Delete or modify the events directly in the event store
Pro’s:
- None
Con’s:
- Events can no longer be immutable, because of this we can longer cache them,
- Not beeing able to replay all the events once data and/or events have been removed. (For example when we want to build new projections).
- Not beeing able to recover the state in the past.
Replay the events and filter out the PII data in the new stream. Delete the old stream after completion.
Pro’s:
- We can keep the events immutable (compared to just deleting or modifying).
Con’s:
- Not beeing able to replay all the events once data and/or events have been removed. (For example when we want to build new projections).
- Not beeing able to recover the state in the past.
The thing that made me fall in love with CQRS/ES is that you are able to replay all the events up to a certain point in time and get the exact state that it used to be.
We could create new projections and fill the data by replaying all the events.
We could generate reports as if they where runned on a certain date and time.
Sadly enough all 3 situations are affected by all the solutions above and because of that I’m not really sure if using an Event Store is still as valuable as it looked like when I started reading about it. I really want it to be as valuable as before… But it feels like art. 17 from the GDPR law gutted the best parts of using CQRS/EV.
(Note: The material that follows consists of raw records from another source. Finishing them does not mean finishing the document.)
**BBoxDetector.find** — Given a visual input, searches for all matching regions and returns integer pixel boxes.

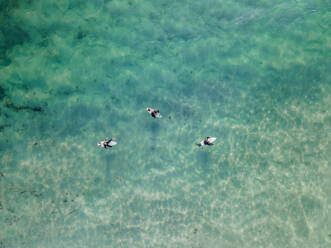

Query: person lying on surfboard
[146,108,162,118]
[97,139,117,149]
[197,136,216,146]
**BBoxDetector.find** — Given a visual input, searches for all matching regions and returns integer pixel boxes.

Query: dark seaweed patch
[0,86,6,100]
[4,99,43,112]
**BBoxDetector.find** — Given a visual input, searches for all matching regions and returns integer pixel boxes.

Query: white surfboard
[146,108,162,118]
[198,137,216,146]
[109,141,117,146]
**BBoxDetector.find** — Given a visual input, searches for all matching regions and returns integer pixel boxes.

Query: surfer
[97,139,117,149]
[197,136,216,146]
[146,108,162,118]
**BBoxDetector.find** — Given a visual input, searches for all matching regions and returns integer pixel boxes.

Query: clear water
[0,0,331,248]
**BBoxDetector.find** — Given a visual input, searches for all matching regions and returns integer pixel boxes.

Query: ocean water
[0,0,331,248]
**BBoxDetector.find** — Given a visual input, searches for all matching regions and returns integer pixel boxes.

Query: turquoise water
[0,0,331,248]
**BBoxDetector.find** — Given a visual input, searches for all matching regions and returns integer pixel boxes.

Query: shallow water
[0,0,331,248]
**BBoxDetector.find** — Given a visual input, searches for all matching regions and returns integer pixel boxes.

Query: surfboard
[199,137,216,146]
[109,141,117,146]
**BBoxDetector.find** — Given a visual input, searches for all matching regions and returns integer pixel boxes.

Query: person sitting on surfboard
[97,139,117,149]
[146,108,162,118]
[197,136,216,146]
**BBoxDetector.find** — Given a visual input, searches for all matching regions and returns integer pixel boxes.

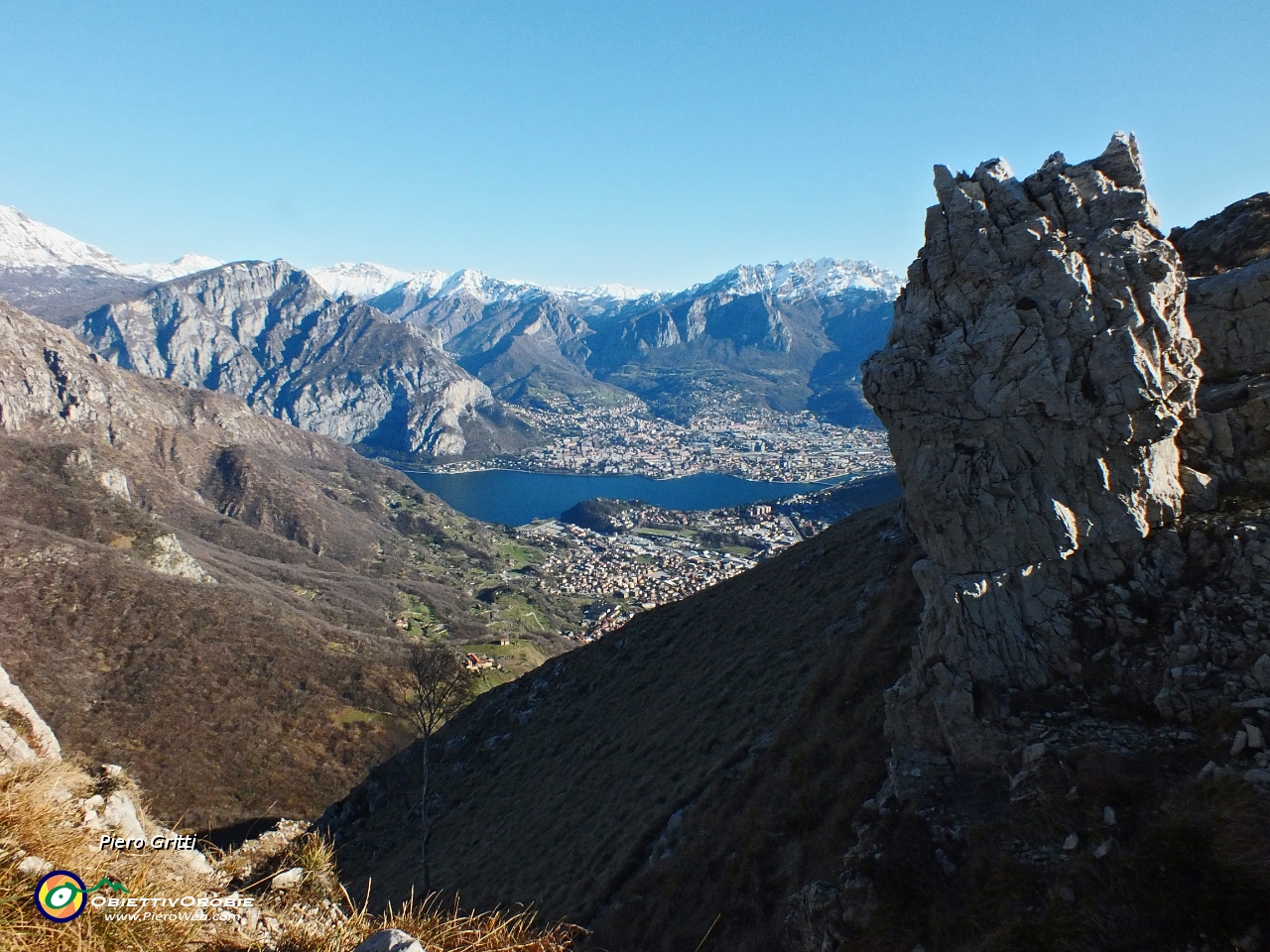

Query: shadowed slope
[326,505,912,934]
[0,303,576,826]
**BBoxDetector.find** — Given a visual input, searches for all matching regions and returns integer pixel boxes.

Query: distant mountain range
[0,207,901,458]
[313,258,902,424]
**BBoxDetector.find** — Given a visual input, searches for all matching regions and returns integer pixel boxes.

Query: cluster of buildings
[436,401,892,482]
[520,503,803,643]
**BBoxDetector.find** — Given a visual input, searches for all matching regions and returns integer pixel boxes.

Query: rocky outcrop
[0,666,63,771]
[865,135,1201,766]
[1169,191,1270,278]
[77,262,490,456]
[1171,194,1270,495]
[147,534,216,585]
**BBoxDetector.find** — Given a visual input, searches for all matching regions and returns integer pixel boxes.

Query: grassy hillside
[0,304,577,828]
[327,505,920,948]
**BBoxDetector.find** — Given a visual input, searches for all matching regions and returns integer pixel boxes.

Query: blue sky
[0,0,1270,289]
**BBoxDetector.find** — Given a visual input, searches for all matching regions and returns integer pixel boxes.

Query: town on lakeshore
[427,401,893,482]
[517,486,873,643]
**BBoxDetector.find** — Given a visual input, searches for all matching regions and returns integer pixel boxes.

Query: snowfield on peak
[0,205,221,282]
[308,262,421,300]
[309,258,904,305]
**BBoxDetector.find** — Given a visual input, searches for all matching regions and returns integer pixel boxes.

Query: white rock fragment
[150,535,216,585]
[101,790,146,840]
[1241,721,1266,750]
[0,666,63,767]
[96,470,132,503]
[353,929,425,952]
[269,866,305,890]
[18,856,54,876]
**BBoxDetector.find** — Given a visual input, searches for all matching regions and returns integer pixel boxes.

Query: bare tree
[384,641,476,893]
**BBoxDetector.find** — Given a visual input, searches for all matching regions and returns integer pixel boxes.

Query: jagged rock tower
[863,133,1199,776]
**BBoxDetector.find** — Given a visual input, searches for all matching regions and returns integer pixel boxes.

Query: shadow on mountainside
[325,503,920,948]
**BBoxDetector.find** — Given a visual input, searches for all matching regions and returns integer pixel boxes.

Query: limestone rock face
[149,535,216,585]
[1170,194,1270,492]
[1169,191,1270,278]
[1187,261,1270,382]
[863,135,1201,763]
[0,666,63,770]
[76,262,491,456]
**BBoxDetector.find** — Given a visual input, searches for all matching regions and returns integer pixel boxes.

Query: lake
[407,470,899,526]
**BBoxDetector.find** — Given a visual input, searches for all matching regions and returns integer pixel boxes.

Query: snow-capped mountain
[0,205,219,323]
[309,262,427,300]
[0,205,221,282]
[123,255,225,283]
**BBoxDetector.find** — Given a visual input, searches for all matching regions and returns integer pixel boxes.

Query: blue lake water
[408,470,899,526]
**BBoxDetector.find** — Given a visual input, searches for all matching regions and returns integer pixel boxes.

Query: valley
[428,401,893,482]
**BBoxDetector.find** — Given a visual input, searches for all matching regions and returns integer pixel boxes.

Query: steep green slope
[326,505,917,938]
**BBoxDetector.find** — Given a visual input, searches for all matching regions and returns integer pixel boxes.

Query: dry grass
[0,762,583,952]
[336,507,920,934]
[0,762,208,952]
[259,896,584,952]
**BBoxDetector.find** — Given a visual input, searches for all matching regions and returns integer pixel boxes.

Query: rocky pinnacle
[863,133,1199,766]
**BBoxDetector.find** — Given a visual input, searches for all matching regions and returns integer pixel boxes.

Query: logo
[36,870,128,923]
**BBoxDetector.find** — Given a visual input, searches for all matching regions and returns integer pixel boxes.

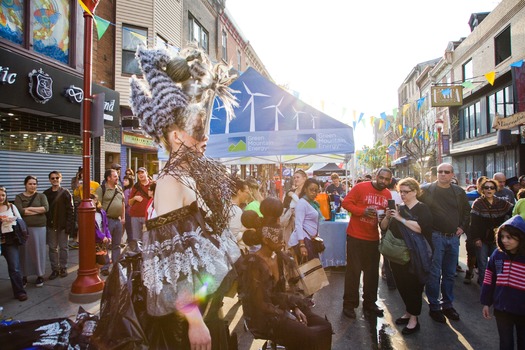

Perhaps its still the best solution as we speak, but I really wonder how other people are dealing with this loss? Do you still generate reports in the past? What do you do with the streams that are effected by this? Would you just leave them out as if they never where there in the first place? Would you still accept them for reports? So you could say like 5% is unknows due to GDPR art. 17? Would really like to get some feedback on how people are handling the effects of the solutions above.